From mobile-social video apps to self-driving cars?

Kyle Vogt, one of the founders behind Justin.tv, Socialcam and Twitch, is getting back to his undergraduate research roots in autonomous vehicles with a new self-driving car startup called Cruise. He’s recruited a team of engineers and roboticists from MIT.

The kicker here, though, is that Cruise isn’t making its own self-driving robotic cars in the way that Google has been approaching the space. Cruise has built a system that you can mount on an existing car and use to drive it down highways.
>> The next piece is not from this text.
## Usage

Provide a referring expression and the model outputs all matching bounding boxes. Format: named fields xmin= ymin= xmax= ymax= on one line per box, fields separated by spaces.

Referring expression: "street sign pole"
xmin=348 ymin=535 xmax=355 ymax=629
It’s more than just standard cruise control, but it isn’t an entirely self-driving car, either.

“Moore’s law makes this possible,” Vogt said, alluding to the Intel co-founder’s theory about increasing computing power. “The computation systems for self-driving cars were large and bulky when I worked on AV in 2004. We would have 10 servers and a rack in the back of a pick-up truck. But that kind of power is now available in your cell phone.”

He added that Google had made a ton of regulatory and cultural headway in the space, as well.
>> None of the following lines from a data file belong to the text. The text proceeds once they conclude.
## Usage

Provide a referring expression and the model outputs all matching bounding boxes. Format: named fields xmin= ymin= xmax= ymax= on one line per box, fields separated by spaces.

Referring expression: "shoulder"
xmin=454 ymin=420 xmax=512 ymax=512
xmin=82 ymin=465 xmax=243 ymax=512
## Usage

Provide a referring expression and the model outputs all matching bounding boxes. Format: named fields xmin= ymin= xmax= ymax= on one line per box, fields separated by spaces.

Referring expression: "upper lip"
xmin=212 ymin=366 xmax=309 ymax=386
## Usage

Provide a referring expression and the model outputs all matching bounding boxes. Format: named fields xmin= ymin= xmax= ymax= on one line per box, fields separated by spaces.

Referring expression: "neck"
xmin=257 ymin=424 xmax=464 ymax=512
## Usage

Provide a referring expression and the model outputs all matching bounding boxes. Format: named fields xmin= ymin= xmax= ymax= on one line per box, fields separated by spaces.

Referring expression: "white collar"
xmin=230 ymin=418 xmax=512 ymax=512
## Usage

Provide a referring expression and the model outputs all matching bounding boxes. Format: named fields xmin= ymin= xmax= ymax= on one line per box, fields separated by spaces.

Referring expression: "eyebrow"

“Because of Google, people are ready. Ten years ago, people would’ve said that this is science fiction. But now, they’re not asking if, but when. There’s a perception that self-driving cars are coming and people are expecting them.”
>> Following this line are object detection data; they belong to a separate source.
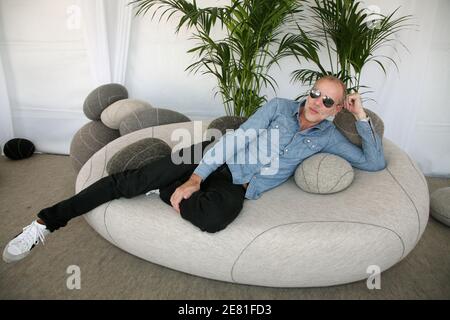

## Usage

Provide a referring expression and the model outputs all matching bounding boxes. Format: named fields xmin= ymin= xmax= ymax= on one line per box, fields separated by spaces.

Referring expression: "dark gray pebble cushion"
xmin=70 ymin=121 xmax=120 ymax=172
xmin=119 ymin=108 xmax=191 ymax=136
xmin=106 ymin=138 xmax=172 ymax=174
xmin=83 ymin=83 xmax=128 ymax=121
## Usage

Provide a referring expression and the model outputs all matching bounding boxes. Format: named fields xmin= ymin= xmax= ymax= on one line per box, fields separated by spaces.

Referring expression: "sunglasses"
xmin=309 ymin=88 xmax=334 ymax=108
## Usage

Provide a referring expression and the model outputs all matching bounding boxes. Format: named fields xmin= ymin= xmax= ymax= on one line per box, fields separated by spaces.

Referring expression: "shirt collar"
xmin=292 ymin=99 xmax=332 ymax=130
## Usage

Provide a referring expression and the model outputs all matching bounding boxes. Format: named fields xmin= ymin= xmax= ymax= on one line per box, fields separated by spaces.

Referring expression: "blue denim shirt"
xmin=194 ymin=98 xmax=386 ymax=199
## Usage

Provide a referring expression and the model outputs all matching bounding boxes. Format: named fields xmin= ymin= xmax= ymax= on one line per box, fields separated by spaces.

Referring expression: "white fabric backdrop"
xmin=0 ymin=0 xmax=450 ymax=175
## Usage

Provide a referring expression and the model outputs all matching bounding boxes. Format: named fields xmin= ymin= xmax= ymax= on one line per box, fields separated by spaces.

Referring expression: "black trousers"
xmin=38 ymin=141 xmax=245 ymax=232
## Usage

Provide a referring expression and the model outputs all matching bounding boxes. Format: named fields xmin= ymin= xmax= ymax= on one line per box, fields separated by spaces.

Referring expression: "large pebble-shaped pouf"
xmin=106 ymin=138 xmax=172 ymax=174
xmin=294 ymin=153 xmax=353 ymax=194
xmin=83 ymin=83 xmax=128 ymax=121
xmin=119 ymin=108 xmax=190 ymax=136
xmin=430 ymin=187 xmax=450 ymax=227
xmin=100 ymin=99 xmax=153 ymax=130
xmin=333 ymin=108 xmax=384 ymax=147
xmin=76 ymin=121 xmax=430 ymax=287
xmin=70 ymin=121 xmax=120 ymax=172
Cruise’s system has three components. There are sensor units that go on top of the car near the windshield and then there are actuators that control the steering and driving. There’s also a computer that goes in the trunk and takes up about one cubic foot of space.

When you drive onto a highway and merge into a lane, you’ll be able to hit a ‘Cruise’ button on your dashboard. The system will take control of the car’s steering, braking, and acceleration to keep you in your lane. But the system doesn’t take the place of a human driver, so you have to stay alert to make sure you’re following all traffic laws.

TechCrunch writer Colleen Taylor took a test drive below in this video:

The inaugural price of the product is about $10,000 and they’re taking pre-orders for a launch sometime next year. Vogt said for now, the system, called the RP-1, works with just Audi A4s and S4s.

“We realize this price isn’t for everyone,” he said. “The initial system has been expensive to develop.”

They also have to go through additional testing hoops. Vogt said that the automotive industry already has standard practices for testing that it uses on adaptive cruise control systems. Like other self-driving car proponents, Vogt pointed out the moral justification for it in terms of saving lives.

“There are 30,000 deaths a year from car accidents. Ninety percent of those are caused by humans,” he said. “When you put a computer in a car, each one of our systems has this corpus of knowledge from thousands of hours of driving. It never gets distracted and never falls asleep. If we have technology that can compensate for the shortcomings of people, we have a responsibility to do something about it.”

Vogt didn’t reveal funding details about the investors behind his new company.